Протоптанной тропинкой идем в деревню. Торжество, видно, уже началось. Слышны звуки священных флейт и глухой рокот барабанов. Постепенно образуется круг возбужденных аборигенов. Среди них нет ни одной женщины. Звуки дудок отпугивают всю молодежь и женщин деревни. В середине круга вижу юношу в юбочке из листьев и в своего рода манишке на груди. Его ноги, как и «манишка», измазаны белой краской. Кожа юноши блестит — неизвестно, от пота или жировой смазки. В лохматых волосах торчит цветок, лицо припудрено измельченными в порошок листьями.
Раздается тихий свист. Рослый мужчина изо всех сил хлещет гибкими прутьями по поднятой руке юноши, но его лицо даже не дрогнет. Удары непрерывно сыплются на руки и на раскрашенные ноги. Ломаются прутья, порка продолжается уже добрых пять минут. Слышны лишь тяжелые вздохи зрителей да свист розг.
Барабанная дробь нарастает, сильнее звучат и дудки. Среди костров появляется какое-то странное существо. Это Дук-дук, главная фигура обряда. Она двигается под неистовые звуки барабана, чем-то напоминая новогвинейского страуса. Поразительное зрелище: голова Дук-дука прикрыта высокой, конусообразной маской с нарисованными на ней глазами, вся остальная часть тела, от плеч до колен, покрыта плотной массой концентрически уложенных листьев. Дук-дук похож на густую елку. При резких прыжках танцора слышен ритмичный шелест тяжелых листьев. Не могу оторвать глаз от этой диковинной фигуры и чувствую, как меня охватывает возбуждение, не меньше чем моих соседей. Вижу, как на танцора падает снизка тамбу. Очевидно, это дар, предназначенный ему в связи с обрядом инициации. Дук-дук мечется в ритме барабанов так, как он, вероятно, метался веками, когда его племя карало преступников.
Обряды инициации имеют огромное значение для народов Новой Гвинеи. Это своего рода метод общественного воспитания.
Прежде чем быть принятым в общество взрослых, юноши обязаны пройти специальную подготовку и многому научиться. Первоначальное воспитание в семье должно быть надлежащим образом восполнено. Чаще всего юношей отдают под опеку выделенных для этой цели взрослых, которые подвергают их разным процедурам, порой граничащим с истязаниями.

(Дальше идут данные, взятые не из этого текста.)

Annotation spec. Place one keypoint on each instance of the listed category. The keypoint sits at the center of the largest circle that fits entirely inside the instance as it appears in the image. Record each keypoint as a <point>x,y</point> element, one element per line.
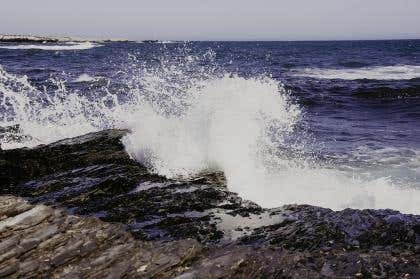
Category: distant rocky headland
<point>52,39</point>
<point>82,207</point>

Порка, лишение пищи и сна, татуировка применяются повсеместно. Иногда прибегают к различным манипуляциям, которые сопровождаются обрядами, песнопениями и плясками. Все это сильно действует на психику молодых людей, усиливает впечатлительность, внушает страх и веру в силу магических действий.
Одновременно в процессе всех этих приготовлений к последнему, завершающему обряду кандидатам дают множество наставлений, знакомят их с традициями племени и его моральным кодексом.
Заветы, передаваемые юным новогвинейцам, вовсе не столь примитивны, как это можно было бы предположить. У племени коко, например, эти наставления таковы:
«Не укради! Прелюбодеяние греховно, совершая его, вскоре умрешь! Не избивай жену! Не присваивай плоды с чужих огородов! Живя справедливо, проживешь долго! Если собираешься жениться, живи так долго вместе с одинокими мужчинами, пока твои огороды не дадут много плодов! Если сожительствуешь с женой и она забеременеет до того, как будут готовы огороды, заслужишь презрение деревни!»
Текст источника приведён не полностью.